Add Compactor.MaxLookback Option for Limiting Blocks Loaded in Compaction Cycles #10585

dmwilson-grafana · 2025-02-04T22:03:10Z

What this PR does

As described in #7664, a Mimir block's meta.json file can become large if its sources list grows due to intermediate blocks from split groups, compactor merge shards, or re-compactions due to OOO blocks. When a bucket contains many blocks with many sources each, this may cause unexpectedly high resource usage on the compactor.

This PR adds an experimental option, -compactor.max-lookback which can reduce the CPU time and memory spent reading blocks' metadata files by instructing the compactor to read metadata for only the blocks that have been uploaded within the max-lookback period. If set, this value should be set well above the maximum of -compactor.block-ranges (e.g. 168h) to not interfere w. the regular compaction process.

This PR also adds a metric, cortex_compactor_meta_blocks_synced which describes the number of blocks discovered in object storage and labels them with their state, i.e. were they loaded, marked for deletion, skipped because they were outside the lookback period, etc.

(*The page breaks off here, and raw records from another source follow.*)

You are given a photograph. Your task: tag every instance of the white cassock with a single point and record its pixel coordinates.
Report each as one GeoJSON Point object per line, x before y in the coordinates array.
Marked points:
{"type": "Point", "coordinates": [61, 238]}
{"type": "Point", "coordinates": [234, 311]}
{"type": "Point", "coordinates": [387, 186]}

Which issue(s) this PR fixes or relates to

Compactor: Reduce memory consumption from large meta.json files #7664

Checklist

Tests updated.
Documentation added.
CHANGELOG.md updated - the order of entries should be [CHANGE], [FEATURE], [ENHANCEMENT], [BUGFIX].
about-versioning.md updated with experimental features.

github-actions · 2025-02-04T22:16:57Z

💻 Deploy preview deleted.

seizethedave

I'm thinking about this new config setting, ops-wise. The primary concern we've talked about with this new setting is around block upload and/or backfills: If we set max-lookback (a server-level option) to X days, then any tenant-level block upload with a block ID over X days old will go unnoticed. (My cursory scan of the block upload code says that it will honor whatever block ID is given on import, rather than creating new $now ULIDs.)

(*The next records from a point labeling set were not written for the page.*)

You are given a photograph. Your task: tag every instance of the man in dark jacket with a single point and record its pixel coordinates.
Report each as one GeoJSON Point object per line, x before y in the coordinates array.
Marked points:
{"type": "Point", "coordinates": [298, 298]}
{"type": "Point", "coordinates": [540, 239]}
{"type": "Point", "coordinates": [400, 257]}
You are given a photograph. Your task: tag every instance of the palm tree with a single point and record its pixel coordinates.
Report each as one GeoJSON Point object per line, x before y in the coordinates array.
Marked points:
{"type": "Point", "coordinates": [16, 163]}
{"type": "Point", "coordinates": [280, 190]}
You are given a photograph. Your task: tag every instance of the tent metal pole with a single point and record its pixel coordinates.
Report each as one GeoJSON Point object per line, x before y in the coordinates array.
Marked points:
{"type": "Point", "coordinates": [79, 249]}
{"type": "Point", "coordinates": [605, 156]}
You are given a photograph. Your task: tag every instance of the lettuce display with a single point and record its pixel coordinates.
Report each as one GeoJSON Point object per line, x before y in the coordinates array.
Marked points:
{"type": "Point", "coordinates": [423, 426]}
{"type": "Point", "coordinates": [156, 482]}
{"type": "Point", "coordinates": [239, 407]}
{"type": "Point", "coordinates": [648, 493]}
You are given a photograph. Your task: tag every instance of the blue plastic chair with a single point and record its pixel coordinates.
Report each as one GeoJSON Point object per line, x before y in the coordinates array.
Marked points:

Two specific bad things I'm thinking about are:

footguns around forgetting to adjust max-lookback in preparation of uploads
operating a large multitenant Mimir cluster and one tenant needs to upload data from 1 year ago. This will cause us to set max-lookback to 1y for all tenants and probably blow up compactor resources.

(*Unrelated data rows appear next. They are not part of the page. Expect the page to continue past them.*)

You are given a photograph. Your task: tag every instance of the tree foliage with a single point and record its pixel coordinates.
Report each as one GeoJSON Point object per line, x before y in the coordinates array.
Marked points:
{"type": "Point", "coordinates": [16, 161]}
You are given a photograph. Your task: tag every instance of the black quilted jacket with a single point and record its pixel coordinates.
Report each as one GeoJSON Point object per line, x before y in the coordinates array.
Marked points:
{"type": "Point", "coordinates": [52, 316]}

What do you think of a slightly different impl: using IterWithAttributes to learn each block's mtime and instead using that as a filtering device. Then (at least, from my 30' view) a tenant can perform a block upload and the server doesn't have to be specially reconfigured to match the data.

seizethedave · 2025-02-07T21:26:08Z

RE my 2nd point:

operating a large multitenant Mimir cluster and one tenant needs to upload data from 1 year ago. This will cause us to set max-lookback to 1y for all tenants and probably blow up compactor resources.

If the attributes thing doesn't work out, I think we should consider doing something like one of these:

disable max-lookback for a tenant if they have this option enabled. (Then just the minority of tenants with uploading enabled would contribute to waste in meta loading.)
or expose another setting for a per-tenant max-lookback override, which would probably have to be changed alongside changes to compactor.block_upload_enabled.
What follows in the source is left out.